In this case the Court of Appeal set out the principles to be considered in a motion to amend pleadings:
1. Motion to Amend

(a) Legal Principles

[24] Motions for leave to amend a pleading are governed by r. 26.01, which provides:
On motion at any stage of an action the court shall grant leave to amend a pleading on such terms as are just, unless prejudice would result that could not be compensated for by costs or an adjournment.
[25] The law regarding leave to amend motions is well developed and the general principles may be summarized as follows:
  • The rule requires the court to grant leave to amend unless the responding party would suffer non-compensable prejudice; the amended pleadings are scandalous, frivolous, vexatious or an abuse of the court’s process; or the pleading discloses no reasonable cause of action: Iroquois Falls Power Corp. v. Jacob Canada Inc., 2009 ONCA 517 (CanLII), 75 C.C.L.I. (4th) 1, at paras. 15-16, leave to appeal to SCC refused, 2010 CarswellOnt 425, and Andersen Consulting v. Canada (Attorney General) (2001), 2001 CanLII 8587 (ON CA), 150 O.A.C. 177 (C.A.), at para. 37.

  • The amendment may be permitted at any stage of the action: Whiten v. Pilot Insurance Co. (1996), 1996 CanLII 8109 (ON SC), 27 O.R. (3d) 479 (Gen. Div.), rev’d on other grounds (1999), 1999 CanLII 3051 (ON CA), 42 O.R. (3d) 641 (C.A.), aff’d 2002 SCC 18 (CanLII), [2002] 1 S.C.R. 595.

  • There must be a causal connection between the non-compensable prejudice and the amendment. In other words, the prejudice must flow from the amendments and not from some other source: Iroquois, at paras. 20-21, and Mazzuca v. Silvercreek Pharmacy Ltd. (2001), 2001 CanLII 8620 (ON CA), 56 O.R. (3d) 768 (C.A.), at para. 65.

  • The non-compensable prejudice may be actual prejudice, i.e. evidence that the responding party has lost an opportunity in the litigation that cannot be compensated as a consequence of the amendment. Where such prejudice is alleged, specific details must be provided: King’s Gate Developments Inc. v. Drake (1994), 1994 CanLII 416 (ON CA), 17 O.R. (3d) 841 (C.A.), at paras. 5-7, and Transamerica Life Insurance Co. of Canada v. Canada Life Assurance Co. (1995), 1995 CanLII 7105 (ON SC), 25 O.R. (3d) 106 (Gen. Div.), at para. 9.
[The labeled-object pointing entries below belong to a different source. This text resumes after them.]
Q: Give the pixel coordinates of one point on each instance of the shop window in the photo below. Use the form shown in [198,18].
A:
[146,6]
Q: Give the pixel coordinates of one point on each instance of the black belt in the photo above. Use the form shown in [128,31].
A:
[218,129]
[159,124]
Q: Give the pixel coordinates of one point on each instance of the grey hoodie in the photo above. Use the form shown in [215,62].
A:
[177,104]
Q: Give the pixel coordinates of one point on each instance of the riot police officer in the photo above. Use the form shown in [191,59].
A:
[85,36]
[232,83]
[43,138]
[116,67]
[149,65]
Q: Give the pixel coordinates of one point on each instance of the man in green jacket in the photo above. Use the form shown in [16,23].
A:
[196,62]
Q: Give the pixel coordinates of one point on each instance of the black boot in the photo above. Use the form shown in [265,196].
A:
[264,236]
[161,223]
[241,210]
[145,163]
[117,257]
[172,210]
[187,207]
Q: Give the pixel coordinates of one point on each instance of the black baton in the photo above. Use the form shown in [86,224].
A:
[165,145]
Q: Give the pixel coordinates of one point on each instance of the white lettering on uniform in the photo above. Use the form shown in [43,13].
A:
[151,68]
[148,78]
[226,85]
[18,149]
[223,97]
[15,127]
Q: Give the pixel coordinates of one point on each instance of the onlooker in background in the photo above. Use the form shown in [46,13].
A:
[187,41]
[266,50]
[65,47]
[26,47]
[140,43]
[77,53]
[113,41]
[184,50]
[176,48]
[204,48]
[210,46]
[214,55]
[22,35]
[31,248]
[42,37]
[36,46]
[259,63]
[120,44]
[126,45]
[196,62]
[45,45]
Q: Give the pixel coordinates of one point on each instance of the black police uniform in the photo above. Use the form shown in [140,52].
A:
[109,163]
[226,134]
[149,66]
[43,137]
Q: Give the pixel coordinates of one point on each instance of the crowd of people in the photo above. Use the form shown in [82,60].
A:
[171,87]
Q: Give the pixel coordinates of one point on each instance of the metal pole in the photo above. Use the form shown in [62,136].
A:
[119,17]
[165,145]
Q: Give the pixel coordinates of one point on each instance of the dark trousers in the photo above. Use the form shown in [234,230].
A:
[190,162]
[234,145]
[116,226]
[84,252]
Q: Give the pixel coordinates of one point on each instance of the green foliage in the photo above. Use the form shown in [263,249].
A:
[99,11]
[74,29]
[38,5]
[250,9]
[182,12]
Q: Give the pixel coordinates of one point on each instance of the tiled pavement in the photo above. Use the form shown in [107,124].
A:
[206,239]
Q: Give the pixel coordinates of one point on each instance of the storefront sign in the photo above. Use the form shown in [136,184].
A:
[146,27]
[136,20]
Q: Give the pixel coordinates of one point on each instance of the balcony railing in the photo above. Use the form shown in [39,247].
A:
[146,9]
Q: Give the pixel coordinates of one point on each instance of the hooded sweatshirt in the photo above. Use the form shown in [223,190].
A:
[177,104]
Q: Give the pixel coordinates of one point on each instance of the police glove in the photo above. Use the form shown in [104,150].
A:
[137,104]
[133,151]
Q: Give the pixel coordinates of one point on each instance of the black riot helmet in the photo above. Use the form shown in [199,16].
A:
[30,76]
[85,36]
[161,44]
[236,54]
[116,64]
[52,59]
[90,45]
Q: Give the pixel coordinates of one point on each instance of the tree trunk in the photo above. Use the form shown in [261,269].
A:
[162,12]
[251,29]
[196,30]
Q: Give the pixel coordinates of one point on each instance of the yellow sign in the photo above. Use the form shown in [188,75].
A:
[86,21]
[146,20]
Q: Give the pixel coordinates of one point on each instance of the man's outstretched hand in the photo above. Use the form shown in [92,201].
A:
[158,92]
  • Non-compensable prejudice does not include prejudice resulting from the potential success of the plea or the fact that the amended plea may increase the length or complexity of the trial: Hanlan v. Sernesky (1996), 1996 CanLII 1762 (ON CA), 95 O.A.C. 297 (C.A.), at para. 2, and Andersen Consulting, at paras. 36-37.

  • At some point the delay in seeking an amendment will be so lengthy and the justification so inadequate, that prejudice to the responding party will be presumed: Family Delicatessen Ltd. v. London (City), 2006 CanLII 5135 (ON CA), 2006 CanLII 5135 (Ont. C.A.), at para. 6.

  • The onus to prove actual prejudice lies with the responding party: Haikola v. Arasenau (1996), 1996 CanLII 36 (ON CA), 27 O.R. (3d) 576 (C.A.), at paras. 3-4, and Plante v. Industrial Alliance Life Insurance Co. (2003), 2003 CanLII 64295 (ON SC), 66 O.R. (3d) 74 (Master), at para. 21.

  • The onus to rebut presumed prejudice lies with the moving party: Family Delicatessen, at para. 6.